Meanwhile, the yearly discussion around raising the National Minimum Wage (NMW) has intensified as the National Minimum Wage Commission has called for public submissions for 2024. Employers are under pressure to hike their wage bills as inflation pushes workers beyond the minimum wage bracket to negotiate better pay to match the rising cost of living.
"As the possibility of raising the NMW to match the rising cost of living, SA must prioritise the objective of growing its employment rate or risk further economic vulnerabilities,"
Whilst Afrika Tikkun Services applauds SA labour regulations which seek to protect workers' rights, it calls for a policy framework that ends the cycle of unproductive, unskilled labour and unemployment in the country.

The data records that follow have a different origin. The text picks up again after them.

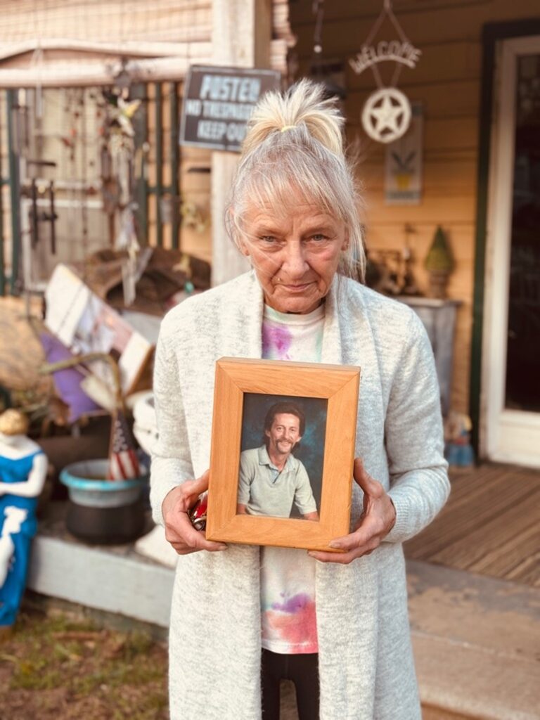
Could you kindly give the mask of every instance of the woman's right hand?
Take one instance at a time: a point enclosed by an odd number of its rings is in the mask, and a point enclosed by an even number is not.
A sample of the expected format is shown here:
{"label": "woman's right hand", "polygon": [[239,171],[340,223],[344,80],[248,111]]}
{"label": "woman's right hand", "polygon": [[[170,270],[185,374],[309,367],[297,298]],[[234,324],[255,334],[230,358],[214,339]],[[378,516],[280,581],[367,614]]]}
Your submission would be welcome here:
{"label": "woman's right hand", "polygon": [[204,531],[195,530],[188,516],[199,495],[208,490],[209,477],[210,471],[207,470],[196,480],[186,480],[165,496],[161,505],[165,537],[179,555],[188,555],[199,550],[215,552],[227,549],[223,543],[207,540]]}

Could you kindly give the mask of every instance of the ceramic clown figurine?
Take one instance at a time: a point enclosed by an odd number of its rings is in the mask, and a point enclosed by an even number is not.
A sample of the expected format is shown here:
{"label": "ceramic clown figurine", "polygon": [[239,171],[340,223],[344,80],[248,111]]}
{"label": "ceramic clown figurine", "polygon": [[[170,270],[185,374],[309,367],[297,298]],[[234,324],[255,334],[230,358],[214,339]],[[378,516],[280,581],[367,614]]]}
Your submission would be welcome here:
{"label": "ceramic clown figurine", "polygon": [[17,618],[47,475],[47,457],[27,437],[27,430],[19,410],[0,415],[0,636],[9,634]]}

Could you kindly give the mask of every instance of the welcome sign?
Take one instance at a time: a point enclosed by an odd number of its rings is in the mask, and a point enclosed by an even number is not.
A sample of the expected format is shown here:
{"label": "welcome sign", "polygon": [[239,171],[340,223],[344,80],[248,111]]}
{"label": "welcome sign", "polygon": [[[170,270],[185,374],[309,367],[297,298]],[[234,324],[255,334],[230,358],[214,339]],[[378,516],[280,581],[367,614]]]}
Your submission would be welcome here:
{"label": "welcome sign", "polygon": [[193,66],[184,96],[180,144],[238,152],[259,98],[279,87],[274,70]]}

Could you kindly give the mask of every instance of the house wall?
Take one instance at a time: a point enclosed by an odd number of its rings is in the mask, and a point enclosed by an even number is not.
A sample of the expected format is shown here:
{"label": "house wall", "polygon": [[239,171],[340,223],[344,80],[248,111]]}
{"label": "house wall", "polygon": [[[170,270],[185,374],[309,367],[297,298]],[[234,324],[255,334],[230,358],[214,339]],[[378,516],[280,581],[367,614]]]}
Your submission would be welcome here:
{"label": "house wall", "polygon": [[[291,0],[298,76],[309,74],[314,17],[311,0]],[[427,288],[423,261],[437,225],[446,231],[455,259],[449,296],[461,301],[454,346],[451,407],[467,413],[472,325],[473,269],[478,156],[482,30],[485,23],[534,17],[535,0],[395,0],[394,12],[413,45],[422,50],[415,69],[403,67],[397,86],[411,101],[423,103],[423,193],[420,204],[389,207],[384,199],[384,150],[364,132],[360,114],[376,89],[368,69],[358,76],[348,65],[368,37],[382,6],[377,0],[333,0],[325,4],[323,56],[343,63],[347,97],[347,138],[356,145],[358,179],[366,199],[367,246],[400,250],[405,225],[415,263],[415,276]],[[386,21],[376,40],[391,40]],[[385,63],[393,70],[393,63]],[[388,72],[381,65],[383,73]],[[384,77],[384,76],[383,76]]]}

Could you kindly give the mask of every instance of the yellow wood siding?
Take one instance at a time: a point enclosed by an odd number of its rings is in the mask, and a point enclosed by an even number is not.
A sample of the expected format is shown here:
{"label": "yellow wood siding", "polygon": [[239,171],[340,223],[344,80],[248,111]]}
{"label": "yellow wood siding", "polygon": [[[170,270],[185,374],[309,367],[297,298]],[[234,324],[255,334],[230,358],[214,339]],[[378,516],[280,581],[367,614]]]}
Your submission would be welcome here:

While the blanket minimum wage has historically been a net positive in developed countries, it could have unintended consequences in countries with high youth unemployment rates. "It is essential to consider all perspectives when discussing policy changes that affect the economy," adds Nwaneri.
Industries that have seen the most contribution to employment rates are construction (104 000), trade (92 000), as well as Community and Social Services (63 000).
At the same time, employment losses were recorded in manufacturing (96 000), finance (68 000), transport (7 000) and utilities (6 000).
Increasing the NMW can contribute to higher labour costs which can have a significant impact on small to medium businesses, says Nwaneri.
The current NMW for SA increased from R23,19 per hour in 2022 to R25,42 per hour in 2023, an increase of approximately 9,6%.
Finding a balance between fair wages and employment opportunities is complex. "Raising minimum wage should be a balancing act that takes into account the need to reduce poverty and inequality in the light of high inflation rates, but prevent a situation where small businesses, which are the backbone of the economy, can no longer afford labour costs," concludes Nwaneri.